We did take on a lot before this move, which was already especially stressful because of the teenager’s school situation, but there were two factors that really pushed it over the edge.
One was my husband’s injury–he is normally a lot more helpful! Really, we’ve had a pretty good system over the years, relatively speaking–and by “relatively” I mean he actually gets paid for all the work he puts into every move, but I digress….
The other factor was it being a move from the States to overseas after seven years in one place. Man, that sh** is complicated. Mortgages; rentals; cars to sell, ship, or otherwise dispose of; that whole USDA pet thing; junk coming out of the walls (or so it seems); utilities to cut off, move-out cleaning, and at least twice as many material goods to deal with as overseas because you’ve got the storage stuff on top of HHE and UAB. I am getting a headache just writing about it!
Never again. Post-to-post, maybe. But States to post–forget it!
Oddly enough, I am not finding it to be emotionally that difficult to leave. This is probably because I’m pretty sure I’m coming back before too long (the husband is close to retirement).
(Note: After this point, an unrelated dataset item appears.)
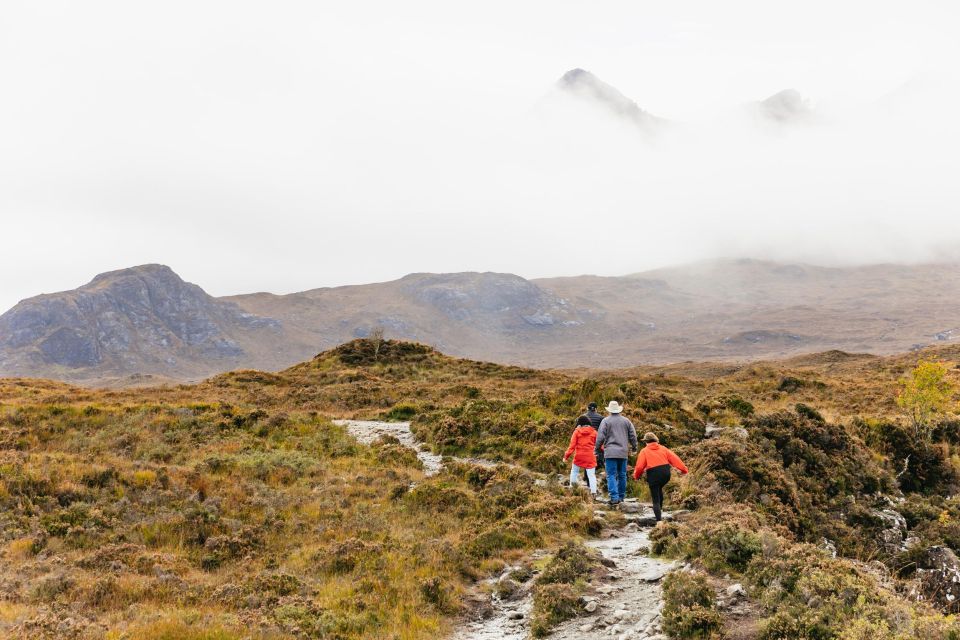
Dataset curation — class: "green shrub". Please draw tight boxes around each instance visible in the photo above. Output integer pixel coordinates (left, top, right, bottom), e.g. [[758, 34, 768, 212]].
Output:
[[530, 584, 581, 638]]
And, it’s so easy to stay in touch with people now that goodbyes just feel different. When we first went overseas, with no email, and dodgy, expensive telephone communication, goodbyes were really goodbyes. Almost like wakes, at times. Now, it’s more like “see ya'” on Facebook/Skype/email/whatever.
Both my kids have already left the country: one is in college and on a school trip to Europe. The other left with his grandparents at exactly the right time: two days after school ended and the morning after his friends threw him a surprise goodbye party. That’s the way to do it! So, the point is, as a Mom, I’m not doing that thing I usually do in which I soak up all my kids’ stress about moving. I hate that thing. Really hate it. In fact, this time, it might have just about done me in!
So, looking on the bright side here, this may have been the move from hell, but at least I can relax for a few days in between packout and flyout. Just a few little errands, but otherwise we can lie around watching TV, go to movies, live large on per diem by eating out in the (very pleasant) town center every night and generally be boring old farts without even having to worry about keeping the cat entertained–much less anyone else *cough*
Yeah, I think I may finally be coming up for air.